Canta la cólera musa…
La grandeza del Real Madrid no consiste, como creen los madridistas, en imponerse a todos sus rivales, sino en vencerse primero a sí mismo. Nadie duda ya de que Cardiff instala la hegemonía blanca en el fútbol mundial. Pero si el ciclo de Di Stéfano tiranizó Europa sin fisuras, esta moderna hegemonía en color admite la zozobra y el improperio en propia meta. Quizá el Madrid sea lo suficientemente ancho como para contener la negación de sí mismo, porque gana a menudo poco minutos después de que los madridistas lo hayan desahuciado. Así fue en Lisboa, así en Milán y así en Cardiff hasta que Cristiano marcó el segundo.

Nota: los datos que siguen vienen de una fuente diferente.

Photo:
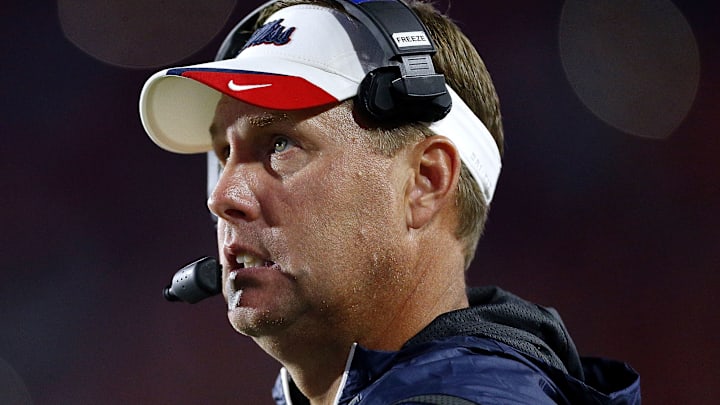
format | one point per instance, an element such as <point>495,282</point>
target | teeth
<point>248,261</point>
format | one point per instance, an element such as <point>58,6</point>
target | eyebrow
<point>261,120</point>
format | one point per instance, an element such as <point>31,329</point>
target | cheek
<point>347,213</point>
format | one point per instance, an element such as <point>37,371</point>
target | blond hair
<point>467,74</point>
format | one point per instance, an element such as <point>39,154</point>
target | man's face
<point>311,228</point>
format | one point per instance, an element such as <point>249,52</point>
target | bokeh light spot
<point>635,64</point>
<point>142,33</point>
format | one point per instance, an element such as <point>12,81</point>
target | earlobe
<point>436,170</point>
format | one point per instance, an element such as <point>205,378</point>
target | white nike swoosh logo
<point>242,87</point>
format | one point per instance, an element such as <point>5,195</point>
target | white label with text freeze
<point>413,38</point>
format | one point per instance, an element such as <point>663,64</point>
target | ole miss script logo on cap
<point>271,33</point>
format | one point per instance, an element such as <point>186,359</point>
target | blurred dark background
<point>607,207</point>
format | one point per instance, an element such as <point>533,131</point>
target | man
<point>344,234</point>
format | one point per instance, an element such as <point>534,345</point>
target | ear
<point>435,174</point>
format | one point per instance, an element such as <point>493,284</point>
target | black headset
<point>407,89</point>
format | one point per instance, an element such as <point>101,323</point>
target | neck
<point>397,313</point>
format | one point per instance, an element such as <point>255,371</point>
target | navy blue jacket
<point>501,350</point>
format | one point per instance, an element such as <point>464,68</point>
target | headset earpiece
<point>388,98</point>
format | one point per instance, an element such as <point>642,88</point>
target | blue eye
<point>281,144</point>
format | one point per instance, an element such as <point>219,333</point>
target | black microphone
<point>195,282</point>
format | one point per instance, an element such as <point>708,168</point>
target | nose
<point>233,198</point>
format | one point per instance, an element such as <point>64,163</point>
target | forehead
<point>232,113</point>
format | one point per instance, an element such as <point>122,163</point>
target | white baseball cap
<point>305,56</point>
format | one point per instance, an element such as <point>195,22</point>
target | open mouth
<point>248,261</point>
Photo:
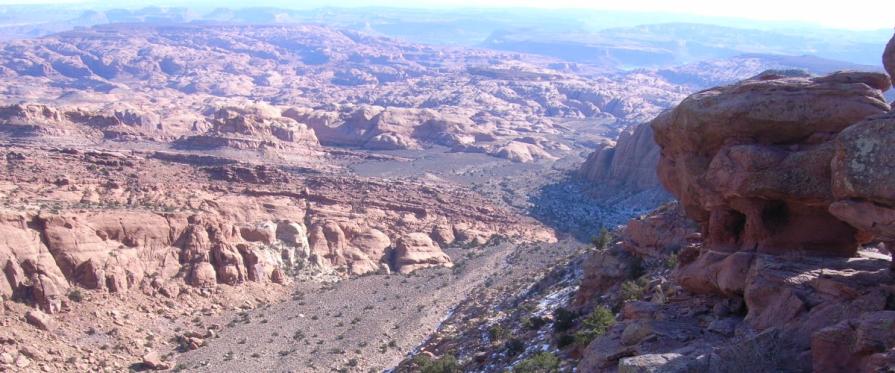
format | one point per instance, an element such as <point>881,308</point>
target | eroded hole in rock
<point>735,224</point>
<point>775,216</point>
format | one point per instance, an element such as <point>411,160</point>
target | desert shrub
<point>635,268</point>
<point>515,347</point>
<point>444,364</point>
<point>595,325</point>
<point>541,362</point>
<point>497,333</point>
<point>534,323</point>
<point>632,290</point>
<point>671,261</point>
<point>602,240</point>
<point>75,295</point>
<point>563,319</point>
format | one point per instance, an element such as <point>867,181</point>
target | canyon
<point>239,196</point>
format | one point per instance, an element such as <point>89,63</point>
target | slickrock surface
<point>723,151</point>
<point>785,177</point>
<point>629,164</point>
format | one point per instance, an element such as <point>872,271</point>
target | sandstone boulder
<point>863,176</point>
<point>630,164</point>
<point>416,251</point>
<point>39,319</point>
<point>660,233</point>
<point>723,148</point>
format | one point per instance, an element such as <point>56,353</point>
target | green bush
<point>563,319</point>
<point>603,240</point>
<point>497,333</point>
<point>595,325</point>
<point>444,364</point>
<point>515,347</point>
<point>632,290</point>
<point>541,362</point>
<point>534,323</point>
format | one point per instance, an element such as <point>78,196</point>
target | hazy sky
<point>853,14</point>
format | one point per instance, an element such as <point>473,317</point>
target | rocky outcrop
<point>43,256</point>
<point>723,151</point>
<point>415,251</point>
<point>863,176</point>
<point>889,58</point>
<point>664,231</point>
<point>787,177</point>
<point>249,127</point>
<point>628,165</point>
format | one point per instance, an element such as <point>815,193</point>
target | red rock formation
<point>723,151</point>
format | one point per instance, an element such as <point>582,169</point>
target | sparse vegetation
<point>602,240</point>
<point>632,290</point>
<point>497,333</point>
<point>541,362</point>
<point>563,319</point>
<point>444,364</point>
<point>514,347</point>
<point>595,325</point>
<point>534,322</point>
<point>75,295</point>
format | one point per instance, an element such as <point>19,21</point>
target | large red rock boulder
<point>723,151</point>
<point>889,57</point>
<point>863,176</point>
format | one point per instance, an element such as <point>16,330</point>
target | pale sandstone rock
<point>416,251</point>
<point>40,320</point>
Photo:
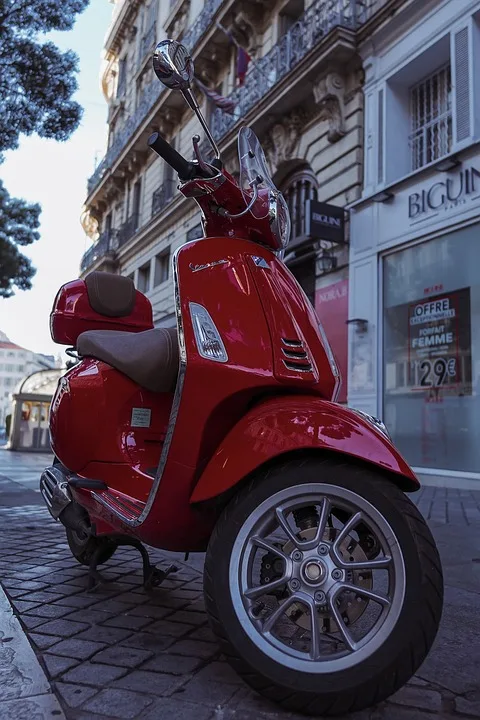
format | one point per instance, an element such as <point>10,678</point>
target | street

Olía el estadio a hierba fresca, que es el napalm del Madrid. Empezó la final cómo empiezan todas, tímidas, indecisas, huyendo del sí como niñas recatadas. Dybalase movía grácil con sus calcetines a media asta, y la afición turinesa disponía de un fondo más amplio -y un madridismo más pipero- para hacerse oír. A la final le faltaba guionista. Tenía que ser Cristiano. Pero la tijera de Mandzukic desató el thriller. Rajoy, que ve estos partidos incorporado -suspense que en el escaño no es capaz de provocarle la oposición-, se atusó la barba, mientras Cifuentes comentaba la amarilla a Ramos, que venía a ser como el precio de la alegría. Al descanso ni siquiera la lucidez balcánica de Mijatovic se atrevía a profetizar un final feliz.